Läuferin bewusstlos gewürgt und beraubt: Bewährungsstrafe

11.05.2022 Wegen einer brutalen Attacke auf eine Joggerin musste sich ein 17-Jähriger vor Gericht verantworten. Erst nach dem Prozess wurde bekannt, warum er sie angegriffen hatte.

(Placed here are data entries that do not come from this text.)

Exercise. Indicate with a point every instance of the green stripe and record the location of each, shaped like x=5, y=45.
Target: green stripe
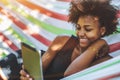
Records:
x=94, y=70
x=48, y=27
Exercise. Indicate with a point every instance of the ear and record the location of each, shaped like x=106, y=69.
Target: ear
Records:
x=102, y=31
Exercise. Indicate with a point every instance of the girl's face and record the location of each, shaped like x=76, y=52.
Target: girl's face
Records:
x=88, y=30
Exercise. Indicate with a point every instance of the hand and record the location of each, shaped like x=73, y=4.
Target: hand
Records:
x=24, y=75
x=103, y=51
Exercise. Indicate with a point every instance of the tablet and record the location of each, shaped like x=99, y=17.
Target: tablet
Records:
x=32, y=61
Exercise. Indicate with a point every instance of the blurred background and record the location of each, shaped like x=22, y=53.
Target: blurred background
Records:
x=37, y=23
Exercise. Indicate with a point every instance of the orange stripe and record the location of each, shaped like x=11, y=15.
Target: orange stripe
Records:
x=44, y=10
x=8, y=42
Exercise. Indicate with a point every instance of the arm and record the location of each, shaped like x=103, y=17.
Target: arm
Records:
x=53, y=49
x=85, y=59
x=48, y=56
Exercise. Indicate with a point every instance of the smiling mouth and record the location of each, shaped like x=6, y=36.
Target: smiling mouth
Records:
x=84, y=40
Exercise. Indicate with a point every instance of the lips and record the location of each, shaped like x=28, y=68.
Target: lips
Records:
x=84, y=41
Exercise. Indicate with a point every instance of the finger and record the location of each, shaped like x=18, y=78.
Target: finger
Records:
x=25, y=78
x=23, y=73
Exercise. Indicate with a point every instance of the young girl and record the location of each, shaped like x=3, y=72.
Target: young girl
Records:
x=66, y=55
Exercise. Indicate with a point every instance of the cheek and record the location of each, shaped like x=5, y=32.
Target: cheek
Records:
x=93, y=36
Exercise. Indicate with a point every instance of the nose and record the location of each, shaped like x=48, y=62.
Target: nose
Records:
x=81, y=33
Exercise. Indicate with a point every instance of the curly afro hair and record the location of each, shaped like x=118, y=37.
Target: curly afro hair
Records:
x=102, y=9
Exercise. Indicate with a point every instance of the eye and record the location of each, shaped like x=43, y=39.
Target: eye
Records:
x=78, y=27
x=88, y=29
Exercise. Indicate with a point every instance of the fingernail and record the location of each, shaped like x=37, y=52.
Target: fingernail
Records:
x=30, y=79
x=27, y=75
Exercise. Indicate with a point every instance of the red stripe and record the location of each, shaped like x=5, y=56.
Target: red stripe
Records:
x=114, y=47
x=24, y=27
x=110, y=77
x=44, y=10
x=65, y=0
x=8, y=42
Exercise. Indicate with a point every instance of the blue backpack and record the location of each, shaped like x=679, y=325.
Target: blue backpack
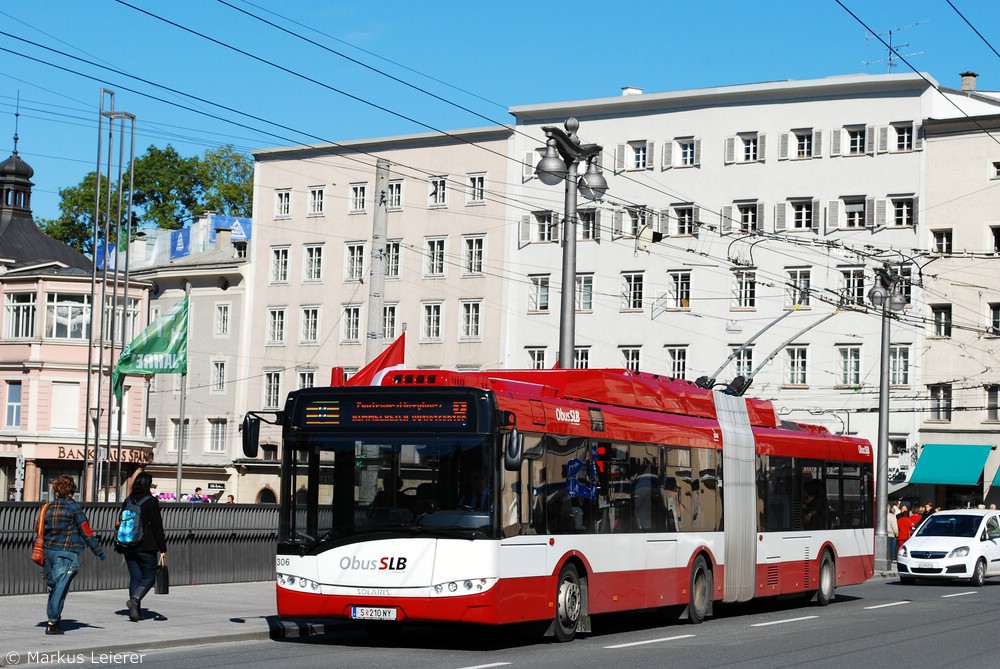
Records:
x=129, y=533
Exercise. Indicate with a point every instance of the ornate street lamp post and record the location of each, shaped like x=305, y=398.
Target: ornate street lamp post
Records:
x=563, y=152
x=884, y=296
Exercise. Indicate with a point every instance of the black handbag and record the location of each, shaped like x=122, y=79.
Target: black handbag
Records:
x=162, y=586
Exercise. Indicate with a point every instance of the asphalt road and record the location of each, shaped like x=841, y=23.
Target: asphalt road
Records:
x=880, y=623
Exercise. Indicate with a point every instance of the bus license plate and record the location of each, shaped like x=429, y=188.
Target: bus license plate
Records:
x=372, y=613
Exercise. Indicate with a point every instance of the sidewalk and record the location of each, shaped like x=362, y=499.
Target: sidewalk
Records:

Eine Statue der Justitia hält eine Waage in ihrer Hand. © David-Wolfgang Ebener/dpa/Symbolbild

Der Prozess um einen Angriff auf eine Joggerin in Altentreptow (Mecklenburgische Seenplatte) ist mit einer Bewährungsstrafe zu Ende gegangen. Wie ein Sprecher des Landgerichts Neubrandenburg am Mittwoch sagte, ist der 17-jährige Angeklagte zu einer Jugendfreiheitsstrafe von zwei Jahren verurteilt worden. Der 17-Jährige hatte vor Gericht ein Geständnis abgelegt. Die Strafe wurde für drei Jahre auf Bewährung ausgesetzt. Das Urteil in dem Prozess, der wegen des jugendlichen Alters des Angeklagten nicht öffentlich lief, war am Dienstagabend gefallen. Es ist noch nicht rechtskräftig.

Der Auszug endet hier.